Cowboys aren't supposed to own up to this but I have spent time with sheep. Not in the prurient sense of the character in Dirck Van Sickle's Montana Gothic, and not even in Montana. This was in the borderlands country south of American Falls, Idaho.
I worked for a fellow named Barkdahl, and he ran sheep on government grazing in the higher lands above Rockland Valley where Highway 37 goes south. He had some of the best Basque sheepherder-dogs-horse teams that I ever ran into. Those sheepherders all lived out with the sheep in Sheep Camps like the one pictured here. These Conestoga Wagon-looking "camps" were probably among the first travel trailers. They were well equipped and could be pulled from graze to graze over some pretty serious terrain.
When I came up with the idea of walking the western borders I tried to find one to use as a portable base camp but these babies are not cheap these days. You can grab the one in this picture for a mere $35,000. Etsy, the web site with all the info, has some great pictures of the inside of this custom-built sheepwagon. The guy who built this camp, Jimmy Howard, lives in Seattle and displays his rustic art in all the posh western ski towns. I'll have to look him up.
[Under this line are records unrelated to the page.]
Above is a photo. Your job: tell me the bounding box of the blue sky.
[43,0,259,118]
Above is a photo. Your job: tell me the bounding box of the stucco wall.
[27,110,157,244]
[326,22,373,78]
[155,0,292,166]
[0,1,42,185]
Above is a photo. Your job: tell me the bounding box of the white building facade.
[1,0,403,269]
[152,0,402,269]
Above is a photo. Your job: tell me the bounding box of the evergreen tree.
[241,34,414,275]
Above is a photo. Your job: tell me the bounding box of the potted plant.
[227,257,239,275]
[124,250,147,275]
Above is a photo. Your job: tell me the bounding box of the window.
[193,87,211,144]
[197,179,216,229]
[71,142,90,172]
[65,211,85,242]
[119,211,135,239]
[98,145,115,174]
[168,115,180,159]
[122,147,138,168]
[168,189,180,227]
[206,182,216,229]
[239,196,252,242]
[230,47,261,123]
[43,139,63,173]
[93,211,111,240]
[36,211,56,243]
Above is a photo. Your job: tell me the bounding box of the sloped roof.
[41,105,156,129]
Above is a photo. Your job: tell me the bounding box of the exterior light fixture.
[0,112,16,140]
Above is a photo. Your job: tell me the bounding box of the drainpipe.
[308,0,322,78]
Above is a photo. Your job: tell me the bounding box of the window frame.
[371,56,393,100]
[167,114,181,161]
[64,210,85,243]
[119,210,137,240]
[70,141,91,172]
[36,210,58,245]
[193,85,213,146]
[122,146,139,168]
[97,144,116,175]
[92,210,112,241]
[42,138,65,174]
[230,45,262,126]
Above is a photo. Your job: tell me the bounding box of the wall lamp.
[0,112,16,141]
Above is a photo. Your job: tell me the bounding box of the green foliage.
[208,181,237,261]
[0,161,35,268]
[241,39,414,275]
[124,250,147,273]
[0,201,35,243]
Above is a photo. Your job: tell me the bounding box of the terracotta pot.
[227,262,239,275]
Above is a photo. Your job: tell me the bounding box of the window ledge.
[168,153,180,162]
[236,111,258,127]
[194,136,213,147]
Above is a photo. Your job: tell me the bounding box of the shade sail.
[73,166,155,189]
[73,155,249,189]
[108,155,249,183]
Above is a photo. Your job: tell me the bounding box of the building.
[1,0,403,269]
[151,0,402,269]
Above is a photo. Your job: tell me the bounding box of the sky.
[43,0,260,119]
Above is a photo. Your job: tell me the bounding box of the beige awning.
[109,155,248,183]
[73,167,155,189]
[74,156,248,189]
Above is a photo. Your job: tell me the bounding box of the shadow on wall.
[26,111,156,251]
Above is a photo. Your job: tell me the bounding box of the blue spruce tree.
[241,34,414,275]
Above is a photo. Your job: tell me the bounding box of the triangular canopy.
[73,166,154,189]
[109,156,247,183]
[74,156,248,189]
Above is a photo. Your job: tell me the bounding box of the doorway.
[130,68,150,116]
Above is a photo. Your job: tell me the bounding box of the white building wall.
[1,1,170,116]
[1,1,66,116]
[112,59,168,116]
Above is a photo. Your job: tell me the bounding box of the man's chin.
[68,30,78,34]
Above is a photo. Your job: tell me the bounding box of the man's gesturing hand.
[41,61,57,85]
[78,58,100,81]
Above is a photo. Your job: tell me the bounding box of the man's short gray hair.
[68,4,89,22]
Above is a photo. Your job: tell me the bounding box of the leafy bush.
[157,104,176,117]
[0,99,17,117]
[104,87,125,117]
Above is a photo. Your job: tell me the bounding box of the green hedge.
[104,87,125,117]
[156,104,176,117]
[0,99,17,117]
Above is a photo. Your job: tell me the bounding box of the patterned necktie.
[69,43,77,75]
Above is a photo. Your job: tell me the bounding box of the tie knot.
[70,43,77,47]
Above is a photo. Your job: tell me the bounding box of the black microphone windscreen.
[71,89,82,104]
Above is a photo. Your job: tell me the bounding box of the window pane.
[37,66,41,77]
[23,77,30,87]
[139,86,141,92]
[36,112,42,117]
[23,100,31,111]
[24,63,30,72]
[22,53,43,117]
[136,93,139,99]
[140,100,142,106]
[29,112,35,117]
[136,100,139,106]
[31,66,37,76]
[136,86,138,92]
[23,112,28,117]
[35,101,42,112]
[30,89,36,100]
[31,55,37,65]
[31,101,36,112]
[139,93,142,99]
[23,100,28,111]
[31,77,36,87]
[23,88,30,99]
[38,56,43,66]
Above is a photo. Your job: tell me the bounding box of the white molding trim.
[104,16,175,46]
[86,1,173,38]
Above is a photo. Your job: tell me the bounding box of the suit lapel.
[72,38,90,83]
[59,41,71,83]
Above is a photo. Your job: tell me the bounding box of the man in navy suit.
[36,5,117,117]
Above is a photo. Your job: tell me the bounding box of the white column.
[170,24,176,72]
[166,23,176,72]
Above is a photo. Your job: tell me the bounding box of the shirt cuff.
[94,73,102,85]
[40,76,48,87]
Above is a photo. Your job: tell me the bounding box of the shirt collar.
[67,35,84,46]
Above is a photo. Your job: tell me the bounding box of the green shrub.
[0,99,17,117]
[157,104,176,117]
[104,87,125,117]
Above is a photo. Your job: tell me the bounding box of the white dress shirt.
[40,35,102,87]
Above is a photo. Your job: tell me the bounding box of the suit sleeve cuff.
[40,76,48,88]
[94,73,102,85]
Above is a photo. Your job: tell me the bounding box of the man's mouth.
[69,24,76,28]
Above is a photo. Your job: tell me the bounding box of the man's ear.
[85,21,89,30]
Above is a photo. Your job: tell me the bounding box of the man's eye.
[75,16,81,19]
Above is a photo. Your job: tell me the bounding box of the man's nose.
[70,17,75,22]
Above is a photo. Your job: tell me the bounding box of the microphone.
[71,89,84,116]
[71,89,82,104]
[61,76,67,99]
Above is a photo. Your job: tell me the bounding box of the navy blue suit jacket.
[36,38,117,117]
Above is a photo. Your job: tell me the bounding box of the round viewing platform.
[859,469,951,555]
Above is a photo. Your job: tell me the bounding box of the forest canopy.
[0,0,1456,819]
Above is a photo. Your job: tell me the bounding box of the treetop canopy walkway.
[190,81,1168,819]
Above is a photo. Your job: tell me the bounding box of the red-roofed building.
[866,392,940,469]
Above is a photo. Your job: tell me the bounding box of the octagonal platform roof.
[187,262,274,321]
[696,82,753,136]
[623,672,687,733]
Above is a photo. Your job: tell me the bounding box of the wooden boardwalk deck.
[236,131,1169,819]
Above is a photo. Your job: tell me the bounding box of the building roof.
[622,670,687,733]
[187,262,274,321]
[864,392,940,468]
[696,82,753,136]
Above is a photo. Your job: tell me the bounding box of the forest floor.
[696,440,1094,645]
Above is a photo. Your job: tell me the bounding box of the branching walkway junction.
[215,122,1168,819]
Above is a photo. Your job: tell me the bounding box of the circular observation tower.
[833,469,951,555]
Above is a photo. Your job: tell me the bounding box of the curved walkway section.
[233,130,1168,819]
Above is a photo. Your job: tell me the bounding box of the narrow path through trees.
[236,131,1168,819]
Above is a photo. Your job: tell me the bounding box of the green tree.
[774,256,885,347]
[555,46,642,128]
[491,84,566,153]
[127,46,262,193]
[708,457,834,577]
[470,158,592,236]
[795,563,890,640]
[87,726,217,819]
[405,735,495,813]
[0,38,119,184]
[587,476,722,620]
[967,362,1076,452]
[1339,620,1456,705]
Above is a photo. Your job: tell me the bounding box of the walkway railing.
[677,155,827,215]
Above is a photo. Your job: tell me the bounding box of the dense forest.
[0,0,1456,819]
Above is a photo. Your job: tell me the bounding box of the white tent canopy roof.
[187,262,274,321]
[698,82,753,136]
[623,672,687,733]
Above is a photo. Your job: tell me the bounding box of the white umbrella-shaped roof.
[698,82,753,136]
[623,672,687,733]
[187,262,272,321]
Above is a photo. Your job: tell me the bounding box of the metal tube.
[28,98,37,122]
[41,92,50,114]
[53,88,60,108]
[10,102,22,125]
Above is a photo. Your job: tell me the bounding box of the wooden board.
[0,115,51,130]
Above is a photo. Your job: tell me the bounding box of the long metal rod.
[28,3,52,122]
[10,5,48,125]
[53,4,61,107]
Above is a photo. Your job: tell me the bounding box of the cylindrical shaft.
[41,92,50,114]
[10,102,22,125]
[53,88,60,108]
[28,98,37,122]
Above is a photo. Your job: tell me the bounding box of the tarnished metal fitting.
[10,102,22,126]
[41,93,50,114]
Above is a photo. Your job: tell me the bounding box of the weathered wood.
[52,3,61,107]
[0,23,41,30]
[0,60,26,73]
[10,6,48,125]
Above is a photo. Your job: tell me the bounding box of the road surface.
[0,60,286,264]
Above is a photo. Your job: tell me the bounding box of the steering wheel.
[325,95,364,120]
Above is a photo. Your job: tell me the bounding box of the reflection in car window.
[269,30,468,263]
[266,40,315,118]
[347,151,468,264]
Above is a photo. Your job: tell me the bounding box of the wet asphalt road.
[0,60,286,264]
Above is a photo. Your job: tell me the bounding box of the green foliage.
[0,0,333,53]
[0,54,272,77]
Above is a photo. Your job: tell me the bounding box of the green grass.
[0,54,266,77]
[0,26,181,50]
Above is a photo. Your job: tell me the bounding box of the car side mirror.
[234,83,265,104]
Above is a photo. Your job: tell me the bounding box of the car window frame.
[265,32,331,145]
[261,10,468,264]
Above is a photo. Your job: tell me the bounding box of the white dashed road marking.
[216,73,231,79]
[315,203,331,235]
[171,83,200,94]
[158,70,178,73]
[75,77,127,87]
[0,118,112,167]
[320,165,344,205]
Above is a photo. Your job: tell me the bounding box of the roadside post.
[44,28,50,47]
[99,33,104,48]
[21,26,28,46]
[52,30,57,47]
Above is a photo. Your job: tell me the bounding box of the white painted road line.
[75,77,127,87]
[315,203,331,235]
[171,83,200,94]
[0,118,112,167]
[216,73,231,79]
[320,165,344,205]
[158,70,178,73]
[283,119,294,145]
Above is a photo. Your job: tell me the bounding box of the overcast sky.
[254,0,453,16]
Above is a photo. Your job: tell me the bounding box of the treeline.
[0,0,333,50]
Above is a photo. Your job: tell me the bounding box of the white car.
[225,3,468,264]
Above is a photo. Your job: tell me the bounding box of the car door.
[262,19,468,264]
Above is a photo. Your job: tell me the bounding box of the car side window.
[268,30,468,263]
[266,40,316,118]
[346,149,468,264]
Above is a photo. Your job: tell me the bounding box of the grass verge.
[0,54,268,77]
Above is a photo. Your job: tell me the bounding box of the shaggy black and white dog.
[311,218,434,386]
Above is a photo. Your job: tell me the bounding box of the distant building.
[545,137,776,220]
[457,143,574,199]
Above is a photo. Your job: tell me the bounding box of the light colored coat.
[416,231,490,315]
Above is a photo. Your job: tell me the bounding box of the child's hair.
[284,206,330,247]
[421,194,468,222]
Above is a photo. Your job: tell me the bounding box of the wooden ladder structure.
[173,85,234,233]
Check out the Walk the Lines, Tell the Stories site too. I plan to put up another Tall Tale there soon. And hopefully some diagrams of sheep camps. In the meantime if you want to get some idea of what it is like to live in a sheep camp check out this true account.
I ended up with a little 16' RoadRunner trailer that isn't nearly as salty as a sheep camp but I got a deal on a new one for about 1/3 the price of Etzy's camp. Maybe I'll through up some diagrams of that, too, and we can compare them to the tried and true Basque floorplan.